Under current laws of the Cayman Islands, the Company is not subject to tax on income or capital gains. Additionally, upon payments of dividends by the Company to their shareholders, no withholding tax will be imposed.

 

British Virgin Islands

 

Our subsidiaries incorporated in the British Virgin Islands are not subject to tax on income or capital gain. In addition, payments of dividend by these subsidiaries to their shareholders are not subject to withholding tax in the British Virgin Islands.

 

Hong Kong

 

Our subsidiary in Hong Kong is subject to a two-tiered profits tax rate regime. The first HKD$2 million of assessable profits earned by a company is subject to be taxed at a profits tax rate of 8.25%, while the remaining profits will continue to be taxed at the profits tax rate of 16.5%. Under the Hong Kong tax law, our subsidiary in Hong Kong is exempted from income tax on its foreign derived income and there are no withholding taxes in Hong Kong on remittance of dividends.

 

China

 

Effective from January 1, 2008, the PRC’s statutory Enterprise Income Tax (“EIT”) rate is 25%. If our holding company in the Cayman Islands or any of our subsidiaries outside of China were deemed to be a “resident enterprise” under the PRC Enterprise Income Tax Law, it would be subject to enterprise income tax on its worldwide income at a rate of 25%. See “Risk Factors — Risks Relating to Doing Business in the PRC — Under the PRC Enterprise Income Tax Law, we may be classified as a PRC “resident enterprise” for PRC enterprise income tax purposes. Such classification would likely result in unfavorable tax consequences to us and our non-PRC shareholders and have a material adverse effect on our results of operations and the value of your investment.”

 

RESULTS OF OPERATIONS

 

The following table sets forth a summary of our unaudited condensed consolidated results of operations for the years indicated, both in absolute amounts and as a percentage of our total revenues. This information should be read together with our unaudited condensed consolidated financial statements and related notes included elsewhere in this prospectus.

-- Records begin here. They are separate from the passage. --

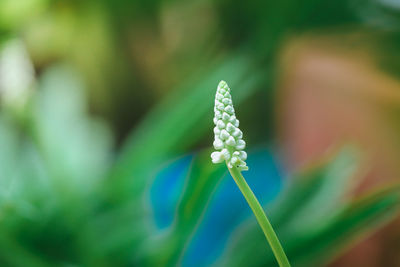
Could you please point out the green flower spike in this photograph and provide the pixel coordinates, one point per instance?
(229, 145)
(228, 137)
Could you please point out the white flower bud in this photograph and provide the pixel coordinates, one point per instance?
(224, 135)
(230, 128)
(216, 157)
(228, 137)
(225, 116)
(218, 144)
(230, 141)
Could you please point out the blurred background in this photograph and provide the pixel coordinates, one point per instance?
(106, 114)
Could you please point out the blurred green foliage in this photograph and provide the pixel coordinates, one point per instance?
(73, 191)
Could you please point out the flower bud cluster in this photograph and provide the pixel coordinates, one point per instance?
(228, 137)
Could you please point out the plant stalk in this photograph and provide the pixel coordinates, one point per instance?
(261, 217)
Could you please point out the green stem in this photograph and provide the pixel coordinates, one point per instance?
(261, 217)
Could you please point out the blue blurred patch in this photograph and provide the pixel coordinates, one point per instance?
(167, 189)
(228, 208)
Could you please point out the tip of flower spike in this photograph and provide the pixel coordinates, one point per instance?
(222, 83)
(228, 141)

The operating results in any period are not necessarily indicative of the results that may be expected for any future period.

 

Translations of balances in the unaudited condensed consolidated balance sheets, unaudited condensed consolidated statements of income and comprehensive income, and unaudited condensed consolidated statements of cash flows from RMB into US$ as of and for the six months ended June 30, 2025, are solely for the convenience of the readers, and they were calculated at the rate of US$1.00 to RMB7.1636.

 

   For the six months ended June 30,
(Unaudited)
 
   2024   2025 
   (in thousands, except for percentages) 
   RMB   RMB   US$ 
Net revenues   94,949    62,328    8,701 
Cost of revenues   (41,725)   (42,944)   (5,994)
Gross profit   53,224    19,384    2,707 
Sales and marketing expenses   (19,307)   (23,243)   (3,245)
General and administrative expenses   (14,604)   (16,770)   (2,339)
Research and development expenses   (5,444)   (8,969)   (1,252)
Reversal for credit losses   1,043    719    100 
Total operating expenses   (38,312)   (48,263)   (6,736)
Operating income   14,912    (28,879)   (4,029)
Other income (expenses):               
Interest income   213    72    10 
Interest expense   (2,052)   (1,752)   (245)
Unrealized gains on short-term investments   100    588    82 
Unrealized foreign exchange loss   -    (1,421)   (198)
Government subsidy   140    502    70 
Other expenses   (30)   -    - 
Total other expenses, net   (1,629)   (2,011)   (281)
Income before income taxes   13,283    (30,890)   (4,310)
Income tax benefits (expenses)   (2,558)   5,340    745 
Net income (loss)   10,725    (25,550)   (3,565)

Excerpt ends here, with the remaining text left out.